La novedad, cincuenta años después, es que el criticismo de la cultura contemporánea afecta también a la ciencia y a la técnica, a pesar de los evidentes adelantos. Acaba de comprobarse en el país vecino durante los numerosos debates organizados desde enero en torno a la bioética: se difumina la ingenua aceptación del maravilloso progreso perenne e irreversible; al contrario, abundan dudas y temores ante el riesgo de que los avances se vayan de las manos a médicos y biólogos, y tengan efectos no deseados ni deseables.
Sin embargo, la presencia del dolor −del mal− en el mundo sigue siendo un punto difícil en las relaciones entre razón y fe, entre ciencias humanas y saber teológico, entre cultura y religión. Los genocidios del siglo XX, especialmente el Holocausto y la muerte de niños y personas inocentes, se convierten en problema difícilmente resoluble, salvo que se acepte la radicalidad de la muerte gratuita por antonomasia, la del Hijo de Dios en la cruz del Gólgota.
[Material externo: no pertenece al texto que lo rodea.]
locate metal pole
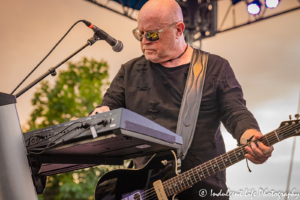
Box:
[285,92,300,200]
[0,93,38,200]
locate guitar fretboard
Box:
[163,121,300,196]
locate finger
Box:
[253,132,263,140]
[257,142,274,155]
[245,154,262,164]
[250,142,265,158]
[245,146,257,159]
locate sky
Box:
[0,0,300,199]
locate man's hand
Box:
[240,129,274,164]
[90,106,110,115]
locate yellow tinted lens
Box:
[145,32,159,41]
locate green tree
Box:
[27,58,123,200]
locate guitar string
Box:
[134,122,299,197]
[141,124,298,199]
[161,123,299,196]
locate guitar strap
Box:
[176,48,209,160]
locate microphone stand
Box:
[16,34,100,98]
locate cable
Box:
[10,20,84,95]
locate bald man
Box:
[93,0,273,200]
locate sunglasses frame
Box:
[132,21,182,42]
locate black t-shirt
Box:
[100,52,259,200]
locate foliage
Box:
[27,58,119,200]
[28,58,108,130]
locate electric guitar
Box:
[95,118,300,200]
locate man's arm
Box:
[240,129,274,164]
[218,61,274,164]
[90,65,125,115]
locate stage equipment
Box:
[11,20,123,98]
[85,0,300,47]
[82,20,123,52]
[265,0,280,8]
[0,93,38,200]
[24,108,182,194]
[95,115,300,200]
[247,0,261,15]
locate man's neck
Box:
[160,46,193,67]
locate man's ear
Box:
[176,22,185,38]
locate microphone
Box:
[82,20,123,52]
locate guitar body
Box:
[95,118,300,200]
[95,151,177,200]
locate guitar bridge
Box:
[153,180,168,200]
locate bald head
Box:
[137,0,187,65]
[138,0,183,25]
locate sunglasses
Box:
[132,21,181,42]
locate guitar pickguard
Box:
[95,152,177,200]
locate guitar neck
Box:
[163,123,300,196]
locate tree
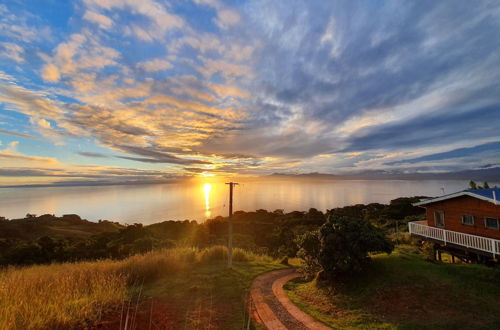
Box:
[319,214,394,275]
[295,230,321,275]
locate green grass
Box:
[0,246,283,330]
[144,261,284,329]
[285,247,500,329]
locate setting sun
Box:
[203,183,212,218]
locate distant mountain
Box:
[267,167,500,183]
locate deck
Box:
[408,221,500,258]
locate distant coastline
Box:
[0,165,500,188]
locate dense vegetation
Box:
[0,197,423,265]
[285,245,500,329]
[0,246,282,330]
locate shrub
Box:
[318,215,394,275]
[233,248,253,262]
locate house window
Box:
[434,210,444,227]
[462,214,474,226]
[484,218,499,229]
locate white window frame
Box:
[434,210,445,228]
[462,214,476,226]
[484,217,500,230]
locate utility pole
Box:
[226,182,238,268]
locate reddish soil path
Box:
[250,269,330,330]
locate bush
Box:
[295,230,321,276]
[318,214,394,275]
[233,248,253,262]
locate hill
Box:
[0,214,125,241]
[286,246,500,329]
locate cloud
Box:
[137,58,172,72]
[0,0,500,180]
[0,42,24,63]
[77,151,109,158]
[215,9,240,29]
[85,0,185,41]
[83,10,113,30]
[42,30,120,82]
[42,64,61,83]
[0,129,40,140]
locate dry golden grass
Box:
[0,247,267,330]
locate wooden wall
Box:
[425,196,500,239]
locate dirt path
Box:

Además, Pablo VI advirtió ya la indiferencia religiosa postmoderna ante los absolutos, que no afectaba solo a una metafísica académica, porque tenía evidentes consecuencias pastorales. Pero también aquí, cincuenta años después, se comprueba la paradoja: el ser humano, carente de significados universales, multiplica la creencia en muy diversos dioses, incluido el renacer de mitos que parecían incompatibles con la racionalidad moderna. Algún sentido profético tuvo el "desencantamiento del mundo" de Max Weber, aunque abocó al "politeísmo de valores", a veces contradictorios, que acaban horadando los cimientos de la legitimación democrática.
Aunque no la abordase expresamente, la crisis de la modernidad −con su incidencia en cuestiones relativas a la inculturación de las verdades reveladas− estaba en la mente de Juan XXIII y en las deliberaciones del Concilio Vaticano II. Desde entonces, hay una evidente continuidad en documentos emblemáticos de Pablo VI, Juan Pablo II, del cardenal Ratzinger y del papa Benedicto XVI, hasta las actuales exhortaciones de Francisco, quizá con mayor incidencia práctica, quizá por sus planteamientos más pastorales.
Pero la Iglesia nunca agradecerá bastante a Pablo VI ese documento sencillo y profundo, el Credo del Pueblo de Dios, claro precedente del futuro Catecismo de la Iglesia. Y, puesto que escribo estas líneas en la fiesta del Carmen, no puedo omitir que incluyó, dentro de la mariología, un detalle de entidad, apuntado en su alocución final de la tercera sesión del Concilio en 1964, que se consolidaría con fuerza con Juan Pablo II: la confirmación de la Virgen María como Madre de la Iglesia.